Well, I do love my Tony but I also know he does say the most terrible things. I mean what man would mount a goat?! Well, in full view at least? And if you did see your friend mount a goat, and I do confirm that I too witnessed dear Burt mount that goat, who would ever say such a terrible thing out loud. I knew in my heart of hearts that there had to be an innocent explanation.”
She continued, by now holding the rapt attention of everyone present,
“Well I spent the last three days down in Victoria at the Royal British Columbia Museum and you wouldn’t believe what I have found out. Mounting goats is a Deep Bay tradition that goes way back, hundreds of years. We are descended from the Goat People of Deep Bay. Wittingly or otherwise we are simply continuing the ancient traditions, the most important of which has always been the annual Mounting of the Goat.”
She could tell the group was in the palm of her hands.
“And Burt, poor Burt who I do love so dearly, he never stopped to think about what he was doing. I mean just think about that, who among us wouldn’t just stop right then and there if we thought about it, when we were mounting a goat. Burt you see, was just driven to mount that poor goat, driven silently by the voice of his ancestors, the Goat People of Deep Bay.”
Burt sat silent.

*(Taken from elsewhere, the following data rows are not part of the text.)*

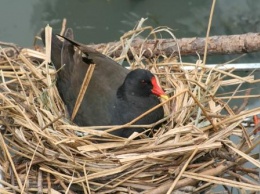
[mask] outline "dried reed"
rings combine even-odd
[[[147,30],[147,39],[170,31],[141,26],[121,38],[118,46],[125,48],[125,55],[115,60],[150,69],[170,96],[161,103],[164,123],[150,138],[134,134],[124,139],[108,133],[122,126],[71,124],[55,87],[49,54],[23,49],[10,58],[0,50],[1,193],[170,193],[184,186],[199,192],[216,184],[260,191],[260,163],[252,153],[259,135],[241,124],[260,108],[236,113],[227,103],[237,98],[236,91],[217,95],[220,87],[260,80],[211,68],[200,60],[178,62],[163,53],[158,59],[144,59],[132,50],[131,41]],[[108,46],[101,52],[109,55],[114,49]],[[134,61],[127,58],[128,49]],[[194,68],[185,70],[186,66]],[[143,127],[152,133],[153,125]],[[253,167],[245,167],[247,162]]]

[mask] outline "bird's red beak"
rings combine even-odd
[[[159,86],[155,77],[152,77],[151,82],[153,85],[152,93],[155,94],[156,96],[160,96],[167,100],[169,97],[164,93],[162,88]]]

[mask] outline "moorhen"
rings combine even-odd
[[[41,36],[45,42],[44,31]],[[61,41],[52,35],[51,60],[59,70],[56,85],[70,115],[89,65],[96,64],[74,123],[79,126],[121,125],[160,103],[157,96],[164,92],[150,71],[127,70],[100,52],[72,40],[71,29],[63,38]],[[74,46],[83,54],[75,51]],[[163,116],[160,107],[135,124],[151,124]],[[112,134],[129,137],[134,131],[143,129],[119,129]]]
[[[72,38],[72,29],[67,29],[66,37]],[[45,31],[41,33],[45,43]],[[81,84],[89,64],[96,64],[89,86],[73,122],[79,126],[100,126],[111,123],[111,102],[129,70],[112,59],[85,47],[87,53],[75,51],[73,44],[61,41],[55,35],[51,39],[51,61],[57,71],[56,86],[71,116]]]
[[[142,113],[158,105],[160,100],[157,96],[164,97],[164,92],[150,71],[144,69],[131,71],[117,90],[117,96],[111,111],[111,124],[121,125],[132,121]],[[164,111],[160,107],[136,121],[135,124],[151,124],[162,119],[163,116]],[[142,132],[143,130],[142,128],[122,128],[113,131],[112,134],[129,137],[133,131]]]

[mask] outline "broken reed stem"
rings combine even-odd
[[[24,189],[25,189],[26,183],[27,183],[27,181],[29,181],[29,180],[28,180],[28,176],[29,176],[30,169],[31,169],[31,167],[32,167],[33,160],[34,160],[34,157],[35,157],[35,154],[36,154],[36,151],[37,151],[39,145],[40,145],[40,142],[38,142],[38,144],[37,144],[37,146],[36,146],[36,148],[35,148],[35,150],[34,150],[34,152],[33,152],[33,155],[32,155],[32,158],[31,158],[31,161],[30,161],[30,164],[29,164],[29,167],[27,168],[27,172],[26,172],[26,176],[25,176],[25,178],[24,178],[24,184],[23,184],[23,187],[22,187],[21,193],[24,192]]]
[[[171,187],[169,188],[169,190],[167,191],[167,194],[171,194],[174,187],[176,186],[177,182],[180,180],[182,174],[184,173],[184,171],[186,170],[187,166],[189,165],[190,161],[194,158],[195,154],[198,152],[198,148],[196,148],[191,156],[189,157],[189,159],[186,161],[186,163],[184,164],[184,166],[182,167],[180,173],[178,174],[178,176],[175,178],[175,180],[173,181]]]
[[[0,183],[1,183],[2,185],[6,186],[6,187],[8,187],[8,188],[10,188],[10,189],[12,189],[12,190],[13,190],[13,193],[14,193],[15,191],[21,193],[21,190],[20,190],[19,188],[17,188],[17,186],[14,186],[13,184],[10,184],[10,183],[8,183],[8,182],[5,182],[5,181],[3,181],[2,179],[0,179]],[[4,192],[6,192],[6,193],[9,194],[9,192],[7,192],[5,189],[1,189],[1,188],[0,188],[0,193],[2,194],[2,192],[3,192],[3,194],[4,194]],[[13,193],[10,193],[10,194],[13,194]]]
[[[23,185],[22,185],[22,181],[16,171],[16,168],[15,168],[15,165],[14,165],[14,161],[12,159],[12,156],[10,154],[10,152],[8,151],[6,145],[5,145],[5,142],[4,142],[4,138],[2,136],[2,134],[0,133],[0,143],[1,143],[1,147],[4,149],[4,153],[7,155],[7,158],[8,158],[8,161],[10,162],[11,166],[12,166],[12,171],[14,172],[14,175],[16,177],[16,180],[17,180],[17,183],[18,183],[18,186],[20,189],[23,188]]]
[[[60,31],[61,36],[64,36],[65,30],[66,30],[66,24],[67,24],[67,19],[63,18],[62,25],[61,25],[61,31]]]
[[[90,64],[89,68],[88,68],[88,71],[84,77],[84,80],[81,84],[81,88],[80,88],[80,91],[79,91],[79,94],[78,94],[78,97],[77,97],[77,100],[76,100],[76,103],[75,103],[75,106],[73,108],[73,111],[72,111],[72,115],[71,115],[71,120],[73,121],[75,116],[77,115],[77,112],[79,110],[79,107],[81,105],[81,102],[84,98],[84,95],[87,91],[87,88],[88,88],[88,84],[90,82],[90,79],[92,77],[92,74],[94,72],[94,69],[95,69],[95,64]]]
[[[210,182],[210,183],[214,183],[214,184],[226,185],[226,186],[230,186],[230,187],[234,187],[234,188],[240,188],[240,189],[251,190],[251,191],[260,191],[259,185],[232,181],[229,179],[219,178],[219,177],[215,177],[215,176],[211,176],[211,175],[205,175],[202,173],[198,174],[198,173],[193,173],[193,172],[184,172],[183,176],[186,178],[197,179],[200,181],[206,181],[206,182]]]
[[[41,131],[43,131],[44,129],[46,129],[47,127],[49,127],[50,125],[52,125],[53,123],[55,123],[56,121],[58,121],[59,119],[61,119],[64,115],[60,115],[59,117],[57,117],[56,119],[54,119],[53,121],[49,122],[48,124],[46,124],[44,127],[41,128]]]
[[[91,193],[90,192],[90,187],[89,187],[89,181],[88,181],[88,175],[87,175],[87,170],[86,170],[86,162],[84,163],[84,166],[83,166],[83,172],[84,172],[84,176],[85,176],[85,179],[86,179],[86,184],[87,184],[87,189],[88,189],[88,193]],[[86,188],[84,188],[86,189]],[[87,192],[85,192],[87,193]]]
[[[215,124],[212,122],[211,118],[208,116],[207,112],[205,111],[204,107],[200,104],[200,102],[198,101],[198,99],[192,94],[192,92],[188,91],[189,94],[191,95],[191,97],[195,100],[195,102],[197,103],[197,105],[200,107],[201,111],[203,112],[204,116],[208,119],[208,121],[211,123],[211,126],[213,127],[213,129],[215,131],[217,131],[217,128],[215,126]]]
[[[231,168],[233,165],[235,165],[235,164],[232,162],[226,162],[225,164],[220,164],[220,165],[216,166],[215,168],[202,171],[199,174],[214,176],[217,174],[224,173],[227,169]],[[186,185],[195,185],[199,181],[195,178],[188,177],[186,175],[187,173],[188,172],[183,173],[182,176],[186,177],[186,178],[178,181],[177,185],[175,186],[175,189],[182,188]],[[189,173],[191,173],[191,172],[189,172]],[[194,173],[194,174],[198,175],[198,173]],[[170,188],[171,185],[172,185],[172,182],[167,181],[164,184],[160,185],[159,187],[156,187],[153,190],[149,190],[148,193],[149,194],[164,194],[168,191],[168,189]]]
[[[140,119],[143,118],[144,116],[148,115],[149,113],[151,113],[151,112],[154,111],[155,109],[157,109],[157,108],[163,106],[163,105],[166,104],[167,102],[169,102],[169,101],[175,99],[177,96],[179,96],[179,95],[181,95],[181,94],[183,94],[183,93],[185,93],[185,92],[188,92],[188,90],[184,90],[184,91],[182,91],[181,93],[178,93],[178,94],[176,94],[176,95],[174,95],[174,96],[171,96],[171,97],[170,97],[169,99],[167,99],[166,101],[161,102],[160,104],[154,106],[153,108],[149,109],[149,110],[146,111],[145,113],[141,114],[140,116],[138,116],[138,117],[136,117],[135,119],[133,119],[132,121],[130,121],[129,123],[126,123],[126,124],[124,124],[124,125],[120,125],[120,126],[117,126],[117,127],[113,127],[113,128],[111,128],[111,129],[106,130],[106,132],[109,133],[109,132],[111,132],[111,131],[115,131],[115,130],[117,130],[117,129],[125,128],[125,127],[128,127],[128,126],[132,125],[133,123],[135,123],[136,121],[140,120]]]
[[[259,169],[260,169],[260,162],[255,160],[254,158],[250,157],[249,155],[243,153],[242,151],[230,146],[230,145],[227,145],[230,149],[232,149],[234,152],[236,152],[238,155],[240,155],[242,158],[245,158],[246,160],[248,160],[251,164],[254,164],[255,166],[257,166]]]
[[[210,34],[210,28],[211,28],[211,22],[212,22],[212,18],[213,18],[213,13],[214,13],[214,10],[215,10],[215,4],[216,4],[216,0],[213,0],[212,1],[212,6],[211,6],[211,10],[210,10],[210,17],[209,17],[207,34],[206,34],[204,57],[203,57],[203,65],[205,65],[206,61],[207,61],[208,41],[209,41],[209,34]]]

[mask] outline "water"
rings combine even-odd
[[[118,40],[141,18],[146,25],[168,26],[177,38],[205,36],[211,2],[209,0],[0,0],[0,40],[29,47],[46,24],[59,32],[67,18],[77,40],[104,43]],[[17,9],[19,8],[19,9]],[[259,32],[260,1],[218,0],[211,35]],[[208,63],[222,63],[236,56],[209,57]],[[259,53],[237,62],[258,62]],[[197,58],[193,59],[196,60]]]

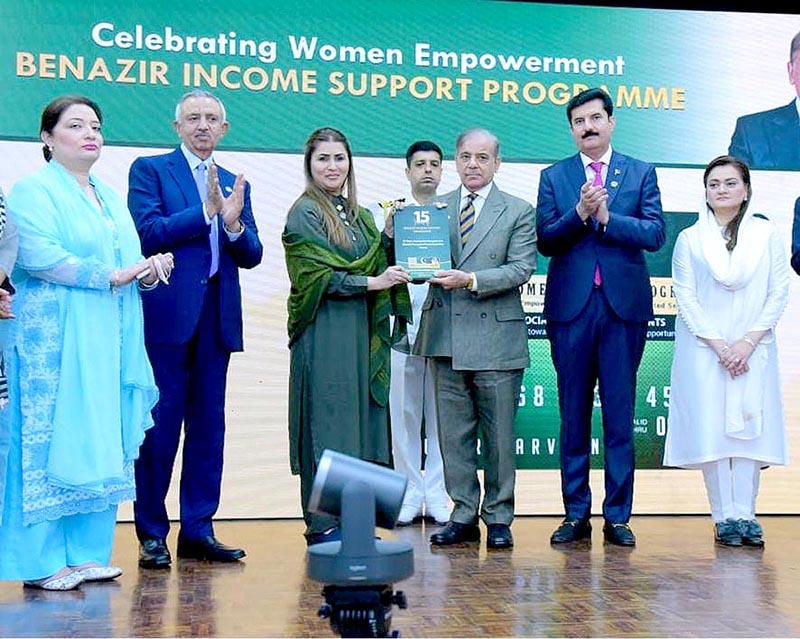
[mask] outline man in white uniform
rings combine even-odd
[[[442,179],[441,148],[427,140],[409,146],[406,151],[406,177],[411,184],[411,195],[406,196],[405,206],[435,201],[436,189]],[[413,347],[422,303],[428,295],[428,284],[409,284],[408,291],[414,319],[413,324],[408,326],[408,340]],[[440,525],[450,519],[434,392],[430,360],[392,350],[392,382],[389,389],[392,455],[395,469],[408,476],[408,488],[397,519],[398,526],[419,523],[423,515]]]

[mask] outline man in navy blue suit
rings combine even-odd
[[[792,38],[786,69],[797,97],[785,106],[736,120],[728,153],[751,169],[800,169],[800,32]]]
[[[138,158],[128,206],[146,254],[171,251],[169,286],[142,295],[145,344],[160,391],[136,461],[134,517],[139,565],[171,562],[164,500],[183,426],[178,556],[237,561],[245,553],[220,543],[219,506],[230,354],[243,349],[239,269],[261,262],[262,246],[243,175],[218,166],[214,148],[228,130],[213,94],[185,94],[175,110],[181,145]],[[160,247],[155,249],[155,247]]]
[[[558,377],[561,492],[553,544],[591,538],[592,405],[599,381],[605,451],[605,540],[633,546],[636,371],[653,317],[643,251],[664,243],[655,168],[611,148],[614,105],[602,89],[567,104],[579,153],[542,171],[539,252],[551,258],[544,315]]]

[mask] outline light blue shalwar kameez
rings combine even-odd
[[[117,504],[134,498],[133,462],[153,424],[139,292],[109,285],[141,259],[139,238],[123,200],[90,182],[102,210],[55,161],[8,194],[19,255],[3,344],[0,579],[108,564]]]

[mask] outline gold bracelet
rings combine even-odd
[[[752,339],[750,339],[749,335],[745,335],[742,338],[742,341],[747,342],[748,344],[750,344],[750,346],[753,347],[753,350],[756,350],[756,343]]]

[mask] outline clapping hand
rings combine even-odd
[[[225,228],[231,233],[240,233],[243,226],[239,217],[244,207],[244,175],[240,173],[236,176],[233,188],[226,197],[222,194],[219,183],[219,172],[217,166],[211,164],[208,167],[208,199],[206,200],[206,211],[210,218],[214,218],[217,213],[222,215],[222,222]]]
[[[585,222],[590,215],[597,215],[600,207],[605,207],[607,201],[608,191],[606,191],[605,187],[594,185],[591,180],[587,180],[581,187],[581,199],[578,200],[575,210],[581,220]],[[606,209],[606,221],[608,221],[607,213],[608,210]],[[601,224],[605,224],[602,220],[598,221]]]

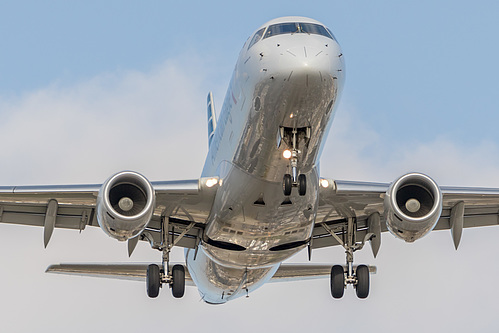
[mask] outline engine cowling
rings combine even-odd
[[[430,177],[409,173],[394,181],[385,195],[386,225],[406,242],[433,230],[442,214],[442,191]]]
[[[154,203],[154,189],[144,176],[119,172],[99,190],[97,221],[106,234],[125,241],[144,230],[154,212]]]

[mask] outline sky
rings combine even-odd
[[[339,40],[346,82],[323,176],[391,182],[420,171],[440,185],[499,187],[499,48],[494,1],[0,1],[0,184],[102,183],[121,170],[197,178],[205,101],[218,109],[240,48],[266,21],[308,16]],[[0,225],[0,319],[10,332],[495,331],[499,228],[413,244],[382,236],[356,263],[371,294],[341,300],[327,279],[265,285],[223,306],[145,285],[45,274],[59,262],[155,262],[160,253],[100,229]],[[307,261],[300,253],[292,261]],[[182,261],[182,251],[173,253]],[[341,248],[313,262],[344,263]]]

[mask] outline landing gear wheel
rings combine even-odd
[[[358,298],[366,298],[369,296],[369,267],[359,265],[357,267],[357,285],[355,292]]]
[[[292,186],[293,186],[293,179],[291,178],[291,175],[287,173],[284,175],[284,178],[282,179],[282,190],[285,196],[288,197],[291,195]]]
[[[298,194],[304,196],[307,193],[307,177],[304,174],[298,176]]]
[[[331,268],[331,296],[342,298],[345,292],[345,272],[340,265]]]
[[[185,292],[185,270],[182,265],[174,265],[172,268],[172,295],[181,298]]]
[[[158,265],[149,265],[147,267],[147,296],[156,298],[159,295],[159,287],[161,286],[161,276]]]

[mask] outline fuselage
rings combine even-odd
[[[260,287],[308,244],[318,161],[344,75],[339,44],[315,20],[272,20],[244,44],[202,172],[218,177],[219,189],[197,255],[186,251],[206,302]],[[283,193],[283,176],[291,173],[283,152],[292,146],[305,195]]]

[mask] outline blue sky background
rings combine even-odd
[[[217,107],[240,47],[264,22],[326,24],[346,59],[343,97],[321,172],[392,181],[426,172],[441,185],[499,187],[494,1],[1,1],[0,184],[100,183],[133,169],[195,178],[207,151],[205,98]],[[414,244],[383,235],[369,299],[341,301],[328,281],[268,285],[222,307],[157,300],[140,283],[43,274],[51,263],[129,261],[100,230],[0,226],[0,309],[10,331],[207,332],[358,329],[495,331],[499,228]],[[339,248],[315,262],[343,263]],[[156,261],[140,244],[131,261]],[[175,260],[182,260],[181,251]],[[299,254],[294,260],[305,261]],[[166,292],[165,292],[166,291]]]

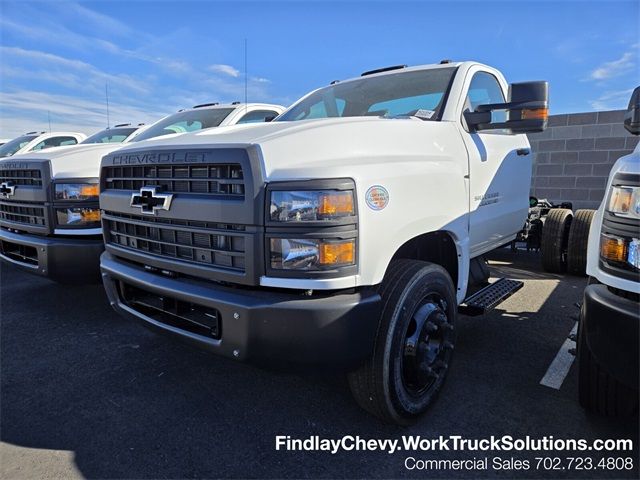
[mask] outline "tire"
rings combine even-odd
[[[609,417],[638,415],[638,391],[618,382],[591,354],[578,328],[578,400],[589,412]]]
[[[357,403],[387,423],[409,425],[442,389],[453,355],[455,288],[432,263],[393,260],[382,284],[371,357],[349,374]]]
[[[542,268],[551,273],[567,269],[567,245],[573,214],[567,208],[552,208],[542,227]]]
[[[576,210],[569,229],[567,271],[572,275],[587,275],[587,243],[595,210]]]

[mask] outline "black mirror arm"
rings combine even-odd
[[[537,108],[548,108],[548,106],[549,102],[544,100],[533,100],[530,102],[486,103],[484,105],[478,105],[476,107],[476,112],[490,112],[492,110],[535,110]]]

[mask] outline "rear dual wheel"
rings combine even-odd
[[[567,270],[567,250],[569,230],[573,213],[568,208],[552,208],[542,227],[540,250],[542,268],[550,273],[564,273]]]
[[[411,424],[442,389],[455,343],[453,281],[439,265],[394,260],[379,287],[382,312],[371,357],[349,374],[358,404]]]
[[[595,210],[576,210],[567,240],[567,271],[584,277],[587,274],[587,244]]]

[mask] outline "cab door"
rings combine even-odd
[[[505,103],[503,79],[484,70],[470,71],[465,88],[460,122],[469,157],[469,243],[474,257],[512,240],[523,227],[529,208],[532,154],[526,135],[509,130],[471,132],[462,115],[478,105]],[[494,113],[503,114],[506,118],[506,112]]]

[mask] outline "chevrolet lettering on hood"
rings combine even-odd
[[[202,163],[206,161],[205,152],[166,152],[115,155],[113,165],[140,165],[149,163]]]

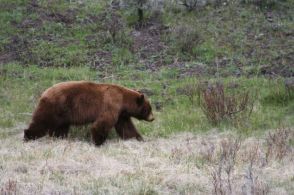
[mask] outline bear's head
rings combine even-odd
[[[140,94],[137,98],[137,106],[138,112],[135,116],[137,119],[149,122],[154,120],[151,104],[144,94]]]
[[[45,133],[44,132],[41,132],[41,131],[32,131],[30,129],[25,129],[24,130],[24,137],[23,137],[23,140],[24,141],[29,141],[29,140],[32,140],[32,139],[36,139],[38,136],[42,136],[44,135]]]

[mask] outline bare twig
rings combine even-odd
[[[268,133],[266,137],[266,162],[270,158],[282,160],[290,150],[289,140],[291,139],[290,129],[278,129]]]
[[[215,194],[232,194],[232,171],[240,146],[240,139],[224,140],[221,143],[218,165],[211,173]],[[223,172],[226,173],[226,179],[223,179]]]
[[[188,11],[192,11],[197,8],[198,0],[180,0],[179,4],[186,7]]]

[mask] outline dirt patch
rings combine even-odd
[[[6,64],[14,60],[14,53],[0,53],[0,64]]]
[[[294,52],[275,58],[273,65],[262,65],[259,73],[265,76],[294,77]]]
[[[7,9],[7,7],[13,4],[5,4],[1,6],[1,9]],[[10,37],[9,42],[4,45],[3,52],[0,53],[0,63],[8,63],[11,61],[19,61],[23,64],[35,62],[34,56],[32,55],[32,46],[36,40],[52,41],[51,35],[34,35],[26,34],[28,29],[35,29],[38,31],[44,21],[52,21],[63,23],[65,25],[72,25],[76,22],[77,11],[74,9],[67,9],[64,12],[57,12],[48,7],[42,7],[37,1],[32,0],[26,5],[26,9],[23,20],[20,22],[11,21],[11,25],[15,26],[19,34]],[[32,17],[36,14],[38,17]]]
[[[30,19],[26,18],[21,21],[19,24],[16,24],[17,28],[19,29],[26,29],[26,28],[38,28],[43,25],[43,21],[41,19]]]
[[[36,0],[32,0],[30,3],[28,3],[27,12],[38,14],[39,19],[37,19],[36,21],[47,20],[61,22],[64,24],[73,24],[75,22],[77,14],[77,10],[74,9],[67,9],[63,12],[55,12],[51,9],[40,6]]]
[[[30,47],[31,42],[27,37],[12,36],[9,43],[4,46],[5,52],[0,54],[0,63],[14,60],[28,62],[32,57]]]
[[[93,55],[91,67],[98,70],[105,70],[112,65],[112,54],[108,51],[97,51]]]
[[[156,70],[163,66],[163,55],[166,49],[161,40],[162,34],[167,30],[155,15],[144,24],[137,25],[131,35],[134,40],[133,51],[146,68]]]
[[[207,76],[209,71],[208,66],[202,63],[174,62],[167,66],[177,68],[180,78]]]

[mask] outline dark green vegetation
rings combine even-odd
[[[157,118],[137,124],[145,135],[293,127],[293,0],[191,11],[168,2],[144,7],[138,23],[134,7],[109,1],[0,0],[0,127],[27,123],[47,87],[82,79],[145,92]],[[215,82],[227,97],[210,110],[225,113],[217,122],[203,103]]]

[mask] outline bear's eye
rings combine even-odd
[[[143,108],[141,112],[142,112],[143,115],[146,115],[147,114],[147,109]]]

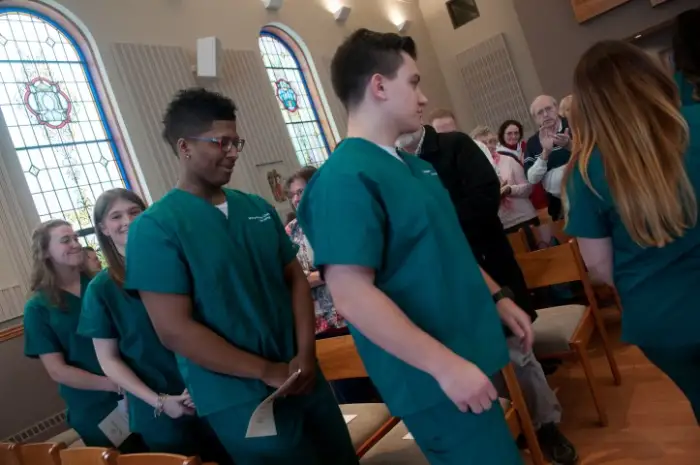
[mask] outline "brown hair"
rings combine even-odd
[[[109,210],[112,208],[112,205],[114,205],[114,202],[117,200],[125,200],[127,202],[134,203],[141,208],[141,211],[146,210],[146,203],[133,191],[123,188],[105,191],[97,199],[97,202],[95,202],[93,221],[95,223],[95,234],[97,235],[97,241],[100,243],[100,250],[102,250],[105,260],[107,260],[107,265],[109,266],[107,272],[109,273],[109,277],[112,278],[112,280],[119,286],[122,286],[124,284],[124,276],[126,273],[124,257],[121,253],[119,253],[119,250],[117,250],[117,247],[114,245],[112,239],[102,232],[102,222],[104,221],[105,216],[107,216],[109,213]]]
[[[578,166],[593,190],[588,162],[597,147],[617,211],[642,247],[673,242],[697,221],[684,164],[688,125],[679,108],[673,79],[631,44],[600,42],[576,67],[574,147],[563,186]]]
[[[446,110],[444,108],[437,108],[430,112],[427,121],[429,124],[432,124],[433,121],[435,121],[436,119],[442,118],[452,118],[453,120],[457,120],[457,118],[455,118],[455,114],[452,113],[450,110]]]
[[[676,69],[694,88],[693,99],[700,100],[700,8],[676,18],[673,32],[673,59]]]
[[[51,231],[60,226],[71,226],[66,220],[49,220],[41,223],[32,232],[32,275],[29,289],[33,294],[41,293],[51,305],[63,306],[61,288],[48,249]]]
[[[292,183],[300,179],[308,183],[316,171],[318,171],[318,168],[315,166],[308,165],[302,167],[287,178],[287,180],[284,182],[284,190],[289,192],[289,188],[291,187]]]

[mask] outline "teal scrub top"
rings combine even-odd
[[[700,105],[681,109],[690,127],[685,164],[700,202]],[[612,239],[613,279],[622,303],[622,337],[639,346],[665,347],[700,342],[700,224],[662,248],[638,246],[617,213],[598,149],[588,173],[597,196],[576,167],[567,184],[566,232],[575,237]],[[653,186],[649,186],[653,189]]]
[[[85,295],[90,279],[81,277],[81,295]],[[81,314],[81,298],[63,292],[64,308],[52,305],[46,297],[37,293],[24,306],[24,354],[39,358],[40,355],[60,353],[66,364],[95,375],[104,376],[97,361],[92,339],[77,333]],[[59,385],[61,397],[68,407],[71,422],[99,423],[117,407],[116,392],[87,391]]]
[[[98,273],[85,292],[78,334],[118,339],[122,360],[153,391],[180,395],[185,390],[175,354],[160,343],[141,299],[127,294],[108,270]],[[131,431],[143,432],[157,423],[152,406],[131,393],[127,396]],[[167,419],[159,418],[163,417]]]
[[[346,139],[304,190],[297,215],[317,266],[375,270],[375,285],[423,331],[493,375],[508,362],[486,283],[432,165]],[[447,402],[437,381],[356,328],[358,351],[396,416]]]
[[[676,85],[678,86],[678,91],[680,92],[681,95],[681,104],[684,106],[687,105],[697,105],[700,103],[700,101],[697,101],[693,98],[693,93],[694,93],[694,88],[693,85],[688,81],[685,76],[683,76],[683,73],[680,71],[677,71],[673,75]]]
[[[174,189],[129,227],[125,288],[192,297],[193,318],[237,348],[275,362],[296,355],[284,268],[296,248],[261,197],[224,189],[228,217]],[[272,392],[262,381],[215,373],[178,355],[200,415]]]

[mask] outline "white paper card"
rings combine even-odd
[[[245,433],[246,438],[262,438],[266,436],[277,436],[277,425],[275,424],[274,403],[275,399],[283,396],[289,387],[301,374],[301,370],[297,370],[287,378],[287,381],[282,384],[275,392],[270,394],[267,399],[260,402],[253,415],[248,422],[248,430]]]
[[[119,401],[117,408],[112,410],[112,413],[107,415],[97,427],[107,436],[107,439],[114,444],[114,447],[119,447],[129,437],[129,414],[126,412],[123,400]]]
[[[357,418],[357,415],[343,415],[343,420],[345,420],[346,425],[353,421],[355,418]]]
[[[408,433],[406,436],[403,437],[404,439],[413,439],[413,435],[411,433]]]

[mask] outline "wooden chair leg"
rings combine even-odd
[[[518,383],[518,378],[515,375],[513,365],[509,363],[505,366],[505,368],[503,368],[502,371],[503,378],[505,379],[506,386],[508,387],[508,393],[510,394],[510,400],[518,414],[520,428],[522,429],[523,436],[525,436],[528,449],[530,450],[532,463],[534,465],[545,465],[547,461],[544,459],[544,455],[542,455],[540,442],[537,440],[537,433],[535,433],[535,427],[532,425],[532,418],[530,418],[530,412],[527,409],[527,404],[525,403],[525,398],[523,397],[523,392],[520,389],[520,384]]]
[[[615,354],[613,353],[612,347],[610,347],[610,339],[608,339],[608,331],[605,329],[605,322],[598,311],[594,311],[593,313],[595,326],[598,329],[598,334],[600,334],[600,338],[603,341],[603,350],[605,351],[605,357],[608,359],[608,365],[610,365],[613,380],[615,381],[615,385],[619,386],[622,384],[622,375],[620,374],[620,369],[617,366]]]
[[[583,367],[583,372],[586,375],[586,381],[588,381],[588,387],[590,388],[591,396],[593,397],[593,403],[595,404],[595,408],[598,411],[600,424],[602,426],[608,426],[608,414],[606,413],[605,407],[603,406],[603,399],[600,395],[598,382],[596,381],[595,375],[593,373],[591,360],[588,357],[588,350],[583,344],[580,343],[572,343],[571,347],[578,355],[578,359],[581,362],[581,366]]]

He had learned as a young boy sitting at the knee of his Elders that The Goat was sacred to the people of Vancouver Island and that whoever had The Goat was The Leader of the people of Deep Bay, and to confirm their status as leader whoever had The Goat had to mount it once a year in full public view.
And so it was. And so it shall always be.
Bobby B. PI gathered himself. That’s exactly what he, the famous private investigator, had planned to tell the group had Ms. Mac not stolen his thunder with her unexpected return. Bob though knew one thing, if he knew nothing, which as it happens had been the subject of some conjecture over the years.
Stand Up, stood up and announced to no one in particular and everyone in general, “Well, let’s go back and gather around our fire. I’ll cook something up and we can tell some tall tales. Spin a yarn, if you will. If anyone has one that is.”